Salvation is in Christ, no one can ever change that, it can never be taken from you; it is for time and for eternity, but the joy of it can be known in the Spirit. The Spirit will give you the joy of it and the happiness that comes with it, and He will help you too in these practical matters that arise through being finished with the world altogether, and now being connected with another Man in another world.
This is what is for you in the glad tidings, and the Spirit of God would help you to be engaged, not only with Christ who has been here—we certainly need to have that Man in our affections, the Man who has been here and died for us—but to have in our affections the Man who is up there. That is a great thing in this dispensation and that is what will preserve you from this world and all that is in it, all the sorrow, all the suffering that is the result of sin in this world. Sin is not for the blessing of men but for their destruction. The Spirit would engage you with a Man in another scene altogether, and He would fill your heart with that Man. Well, you can understand why the eunuch went on his way rejoicing. That is what is in mind in the glad tidings. It is not in God’s mind that anyone should leave this room in misery or in disappointment. So if you have not realised that you are to be subject to Christ, dear friend, give yourself to Jesus and know what it is to have the Holy Spirit. He is available to you for the asking, and having the Holy Spirit you will go on your way rejoicing. That is really what is in the mind of God for you.

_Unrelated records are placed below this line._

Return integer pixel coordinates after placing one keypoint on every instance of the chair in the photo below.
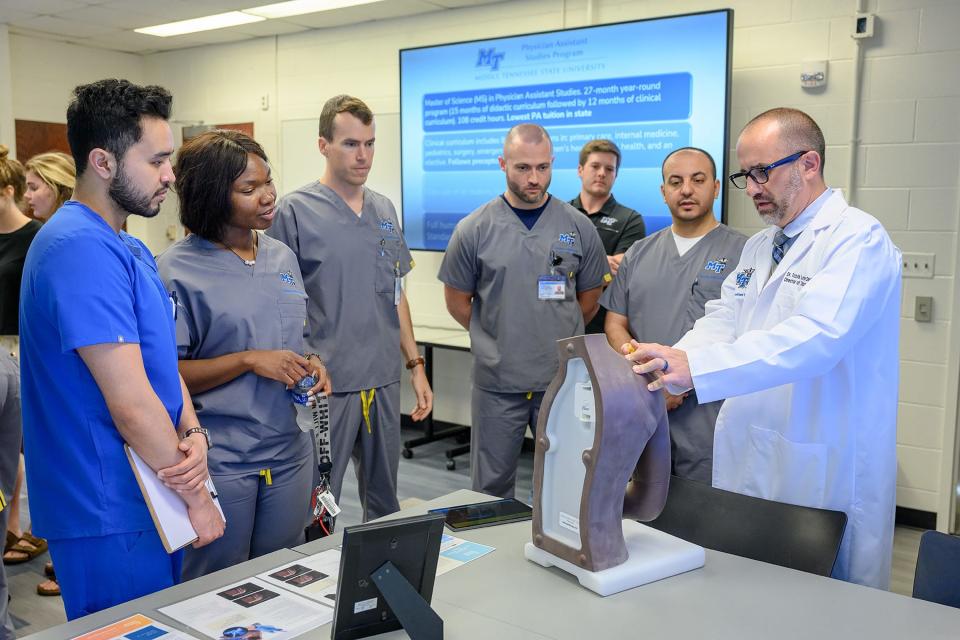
(938, 569)
(802, 538)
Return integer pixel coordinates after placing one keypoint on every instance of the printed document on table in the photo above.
(456, 552)
(136, 627)
(250, 610)
(314, 577)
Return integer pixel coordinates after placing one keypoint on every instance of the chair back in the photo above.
(937, 578)
(788, 535)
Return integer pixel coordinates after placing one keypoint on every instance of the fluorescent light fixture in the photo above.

Now just a touch on Daniel who was a remarkable man. Even the young children know something of the story of Daniel; what a man he was, a man who was determined that he should maintain Jerusalem in his affections. He opened his windows three times a day towards Jerusalem. You might have said, Daniel, why are you troubling? Jerusalem is nothing but a heap of ruins, that is all that it is, having been set on fire and razed to the ground. Here he was miles away from it. The simple thing would have been to fall into the milieu in which he found himself and find his life there, but Daniel said his life was related to Jerusalem. I would just like to ask you this question, Is your life related to Jerusalem? You say, What do you mean by that? Just simply, Is your life bound up with the assembly?
Typically that was Daniel’s life. He had companions with him and they are remarkable companions. They would not pollute themselves with the king’s meat, they would not fall in even with the direst dictates of the king; they were even prepared to give up their lives. At one point they said that God was able to save them from the hand of the king, but if not, even though God did not save them from the hand of the king, they would not go against what was in their souls in relation to God. What men these are! Where I read, the word to Daniel was, “But do thou go thy way until the end”.
Now what a wonderful thing that would be if the Lord was to say to every one here, “go thy way”. He was a trustworthy person, he was a person like the eunuch. The eunuch could go down to Ethiopia and he was absolutely trustworthy; he went on his way rejoicing. The word to Daniel here is, “But do thou go thy way until the end”. What a word for us, and it says, “thou shalt rest, and stand in thy lot at the end of the days”. Well that comes home to me, if I should be able to stand in my lot to the end of my days. Much comes in day by day, by way of the enemy’s enticings and his pleadings, but the question is whether we are able to stand in our lot and whether we might have the divine voice, “go thy way until the end”. May the Lord help us in it, for His name’s sake.